Saturday, June 18, 2011

INTENTION, Allwin Mathew T.

Intention has seemed to be crucial ingredient in an account of action. The adverb 'intentionally' may be put to work in marking out a class of actions and the verb 'intend' introduces a state of mind of a person's intending to do something, which may be present even where the person does not actually do the thing, but which is directed towards action.

Some philosophers have distinguished between intentions directed at particular pieces of present behaviour and intentions directed a future action. The former sort, called 'act related', may be thought to be present wherever something said to be the things of which we have an experience in acting, so that they may be used to account for the distinctive phenomenology of agency. It is the latter sort, the 'future directed', with which accounts of intention are usually primarily concerned.

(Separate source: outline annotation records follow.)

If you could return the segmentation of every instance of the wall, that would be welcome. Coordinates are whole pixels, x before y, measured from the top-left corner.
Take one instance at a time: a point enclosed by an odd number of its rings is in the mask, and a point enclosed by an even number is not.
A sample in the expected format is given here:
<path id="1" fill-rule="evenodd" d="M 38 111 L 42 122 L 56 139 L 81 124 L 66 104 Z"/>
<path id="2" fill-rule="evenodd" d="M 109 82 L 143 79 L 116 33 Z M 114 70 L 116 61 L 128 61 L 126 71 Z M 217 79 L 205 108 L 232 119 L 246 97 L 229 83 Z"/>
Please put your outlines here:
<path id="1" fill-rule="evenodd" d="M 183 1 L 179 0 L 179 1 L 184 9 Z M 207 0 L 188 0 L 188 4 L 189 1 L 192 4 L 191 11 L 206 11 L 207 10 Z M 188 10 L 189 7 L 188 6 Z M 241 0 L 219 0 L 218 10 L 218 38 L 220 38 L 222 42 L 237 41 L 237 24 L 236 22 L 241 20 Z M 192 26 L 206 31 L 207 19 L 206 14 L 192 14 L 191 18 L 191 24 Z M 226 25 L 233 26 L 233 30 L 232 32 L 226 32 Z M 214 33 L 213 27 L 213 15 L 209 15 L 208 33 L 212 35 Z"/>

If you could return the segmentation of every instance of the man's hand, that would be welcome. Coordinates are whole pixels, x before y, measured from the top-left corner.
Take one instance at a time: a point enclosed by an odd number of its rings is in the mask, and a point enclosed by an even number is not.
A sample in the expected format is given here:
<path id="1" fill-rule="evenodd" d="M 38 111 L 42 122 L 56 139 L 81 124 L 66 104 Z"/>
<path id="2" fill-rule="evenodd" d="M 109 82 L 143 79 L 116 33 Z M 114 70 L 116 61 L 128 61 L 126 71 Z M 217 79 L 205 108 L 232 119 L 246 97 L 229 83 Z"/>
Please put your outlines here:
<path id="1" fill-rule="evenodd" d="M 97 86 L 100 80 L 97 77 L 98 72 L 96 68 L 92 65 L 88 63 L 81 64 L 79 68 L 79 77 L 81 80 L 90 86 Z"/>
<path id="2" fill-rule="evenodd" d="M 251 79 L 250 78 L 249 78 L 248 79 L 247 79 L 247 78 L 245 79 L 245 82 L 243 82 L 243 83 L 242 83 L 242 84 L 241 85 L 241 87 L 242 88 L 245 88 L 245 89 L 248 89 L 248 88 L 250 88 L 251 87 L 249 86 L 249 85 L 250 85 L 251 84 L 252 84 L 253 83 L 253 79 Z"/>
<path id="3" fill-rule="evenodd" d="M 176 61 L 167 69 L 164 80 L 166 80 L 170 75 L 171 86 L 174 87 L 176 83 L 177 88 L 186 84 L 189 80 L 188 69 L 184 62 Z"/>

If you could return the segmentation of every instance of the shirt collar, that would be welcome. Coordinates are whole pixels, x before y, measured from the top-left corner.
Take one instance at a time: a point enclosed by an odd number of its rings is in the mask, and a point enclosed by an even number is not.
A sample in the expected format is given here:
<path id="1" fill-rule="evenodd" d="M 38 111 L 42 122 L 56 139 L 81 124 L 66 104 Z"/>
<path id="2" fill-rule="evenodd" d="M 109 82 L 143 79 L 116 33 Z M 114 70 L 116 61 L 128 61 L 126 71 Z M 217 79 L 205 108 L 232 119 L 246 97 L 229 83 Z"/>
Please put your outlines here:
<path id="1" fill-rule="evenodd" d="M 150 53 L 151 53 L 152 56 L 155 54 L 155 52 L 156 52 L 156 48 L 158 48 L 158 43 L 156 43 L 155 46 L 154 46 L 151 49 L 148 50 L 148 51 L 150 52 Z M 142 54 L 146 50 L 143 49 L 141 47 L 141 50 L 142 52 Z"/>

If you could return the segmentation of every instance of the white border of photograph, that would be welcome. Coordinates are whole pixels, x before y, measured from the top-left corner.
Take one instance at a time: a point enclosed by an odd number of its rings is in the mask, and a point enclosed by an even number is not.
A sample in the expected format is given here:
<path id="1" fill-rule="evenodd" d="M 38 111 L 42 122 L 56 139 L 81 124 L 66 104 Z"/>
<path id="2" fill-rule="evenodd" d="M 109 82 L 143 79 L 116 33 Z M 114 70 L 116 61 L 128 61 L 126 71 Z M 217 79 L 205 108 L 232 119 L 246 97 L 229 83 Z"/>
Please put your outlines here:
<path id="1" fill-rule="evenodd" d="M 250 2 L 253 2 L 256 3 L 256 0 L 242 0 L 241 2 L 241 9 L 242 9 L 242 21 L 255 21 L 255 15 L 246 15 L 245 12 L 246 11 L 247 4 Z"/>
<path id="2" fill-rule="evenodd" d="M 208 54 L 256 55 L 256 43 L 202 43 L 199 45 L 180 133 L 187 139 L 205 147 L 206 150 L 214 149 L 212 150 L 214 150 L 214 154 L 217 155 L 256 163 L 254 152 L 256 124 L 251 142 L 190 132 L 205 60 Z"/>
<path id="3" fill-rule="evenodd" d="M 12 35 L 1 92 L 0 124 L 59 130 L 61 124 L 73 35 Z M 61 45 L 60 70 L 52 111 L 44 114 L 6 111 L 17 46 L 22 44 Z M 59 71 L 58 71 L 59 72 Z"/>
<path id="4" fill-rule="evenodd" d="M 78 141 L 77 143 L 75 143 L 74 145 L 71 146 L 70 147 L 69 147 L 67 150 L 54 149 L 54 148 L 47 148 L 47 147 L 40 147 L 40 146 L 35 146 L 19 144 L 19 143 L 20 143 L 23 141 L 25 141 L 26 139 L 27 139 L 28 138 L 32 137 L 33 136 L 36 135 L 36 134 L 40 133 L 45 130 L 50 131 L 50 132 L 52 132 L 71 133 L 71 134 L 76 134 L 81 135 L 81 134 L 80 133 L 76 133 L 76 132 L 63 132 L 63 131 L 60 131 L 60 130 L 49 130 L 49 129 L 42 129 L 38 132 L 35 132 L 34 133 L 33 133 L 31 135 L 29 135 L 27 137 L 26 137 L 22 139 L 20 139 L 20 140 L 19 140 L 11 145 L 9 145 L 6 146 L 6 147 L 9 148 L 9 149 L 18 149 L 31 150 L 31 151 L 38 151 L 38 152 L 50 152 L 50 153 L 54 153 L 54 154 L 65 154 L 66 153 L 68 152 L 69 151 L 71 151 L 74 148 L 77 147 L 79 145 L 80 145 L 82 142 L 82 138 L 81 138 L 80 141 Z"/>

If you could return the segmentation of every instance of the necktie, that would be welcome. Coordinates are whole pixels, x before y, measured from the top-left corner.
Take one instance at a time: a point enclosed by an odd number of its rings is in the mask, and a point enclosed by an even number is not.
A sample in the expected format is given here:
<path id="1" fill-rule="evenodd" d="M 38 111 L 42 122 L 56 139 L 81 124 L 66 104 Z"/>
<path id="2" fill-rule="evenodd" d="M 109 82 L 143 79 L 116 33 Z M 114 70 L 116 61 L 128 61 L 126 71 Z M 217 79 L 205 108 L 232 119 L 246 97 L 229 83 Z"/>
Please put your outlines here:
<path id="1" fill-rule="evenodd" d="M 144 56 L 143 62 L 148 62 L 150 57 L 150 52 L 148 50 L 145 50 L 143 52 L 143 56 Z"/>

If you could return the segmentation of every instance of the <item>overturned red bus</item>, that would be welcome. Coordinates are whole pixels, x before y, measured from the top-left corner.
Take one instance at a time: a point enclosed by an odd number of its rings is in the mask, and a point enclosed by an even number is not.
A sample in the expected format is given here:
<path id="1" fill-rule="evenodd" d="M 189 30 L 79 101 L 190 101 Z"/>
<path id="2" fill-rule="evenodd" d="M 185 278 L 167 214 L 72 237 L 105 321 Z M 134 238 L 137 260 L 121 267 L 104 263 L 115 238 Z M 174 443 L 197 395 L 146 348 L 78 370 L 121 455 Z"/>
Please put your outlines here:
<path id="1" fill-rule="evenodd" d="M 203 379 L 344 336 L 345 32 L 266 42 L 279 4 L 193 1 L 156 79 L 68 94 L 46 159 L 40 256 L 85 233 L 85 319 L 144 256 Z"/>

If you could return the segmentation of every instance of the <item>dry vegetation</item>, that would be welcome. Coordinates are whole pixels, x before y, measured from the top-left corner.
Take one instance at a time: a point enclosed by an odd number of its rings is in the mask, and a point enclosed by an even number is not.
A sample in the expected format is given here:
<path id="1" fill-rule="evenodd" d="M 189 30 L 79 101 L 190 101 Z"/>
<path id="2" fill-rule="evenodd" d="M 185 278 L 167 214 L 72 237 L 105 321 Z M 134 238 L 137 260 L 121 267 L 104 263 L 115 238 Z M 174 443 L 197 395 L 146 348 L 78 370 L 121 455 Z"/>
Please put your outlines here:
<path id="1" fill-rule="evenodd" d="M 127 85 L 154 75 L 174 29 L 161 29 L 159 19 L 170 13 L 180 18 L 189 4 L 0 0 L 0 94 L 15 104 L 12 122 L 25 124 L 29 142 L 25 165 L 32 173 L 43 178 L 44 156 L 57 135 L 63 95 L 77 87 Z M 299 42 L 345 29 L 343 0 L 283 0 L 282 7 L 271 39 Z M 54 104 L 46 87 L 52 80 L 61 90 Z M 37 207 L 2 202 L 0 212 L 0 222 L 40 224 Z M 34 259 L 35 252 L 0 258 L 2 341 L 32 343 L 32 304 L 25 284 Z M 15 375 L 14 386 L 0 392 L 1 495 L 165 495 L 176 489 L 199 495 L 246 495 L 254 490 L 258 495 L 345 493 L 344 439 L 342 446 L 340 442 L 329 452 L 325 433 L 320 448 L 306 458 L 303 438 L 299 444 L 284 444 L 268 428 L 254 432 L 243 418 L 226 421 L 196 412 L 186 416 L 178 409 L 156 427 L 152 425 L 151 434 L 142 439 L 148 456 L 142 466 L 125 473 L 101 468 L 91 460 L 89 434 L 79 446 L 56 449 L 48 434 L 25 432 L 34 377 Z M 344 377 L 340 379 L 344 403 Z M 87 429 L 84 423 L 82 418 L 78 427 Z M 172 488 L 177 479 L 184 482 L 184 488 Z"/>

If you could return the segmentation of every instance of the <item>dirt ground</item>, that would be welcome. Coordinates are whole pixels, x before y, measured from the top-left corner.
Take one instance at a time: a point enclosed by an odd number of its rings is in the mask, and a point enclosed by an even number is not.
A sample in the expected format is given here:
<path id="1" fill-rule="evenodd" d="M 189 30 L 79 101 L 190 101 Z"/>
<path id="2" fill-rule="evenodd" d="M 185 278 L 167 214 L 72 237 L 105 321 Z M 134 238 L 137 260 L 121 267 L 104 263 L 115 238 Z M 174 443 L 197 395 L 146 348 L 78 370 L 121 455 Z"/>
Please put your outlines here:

One aim of intention is to connect the concept with related ones, so as to see how a person's intending to do some features in practical deliberation and in action. An account may start from the question whether intention can be reduced to desire and belief. Like desire intention moves people to action. But where as you may desire what you think is impossible of attainment. Like belief, intention sets constraints on what is done. But intentions, unlike belief, are not straight forwardly evaluable as true or false. An account of what it is for one intention to be consistent with another is different from an account of what it is for one belief to be consistent with another. Intention it seems, must be treated neither as an affective state like desire, nor as a cognitive one like belief, but as a distinctively practical state, subject to its 'rationality requirements'.

Although intention is situated at the level of knowledge, it has ethical dimension. Sometimes we aware about our intentions of our deeds and sometimes may not be. The question is that does our intention promote a moral action? We, human beings always try to look with our own part by avoiding the positions of our community members. So our intentions sometimes make hurt on others. So we should aware about our intention before we start to do something.  Sometimes our intentions may be good but it provides a bad result and sometimes opposite thing also takes place. But how can we distinguish whether our intention is good or bad. It is only through our moral conscience.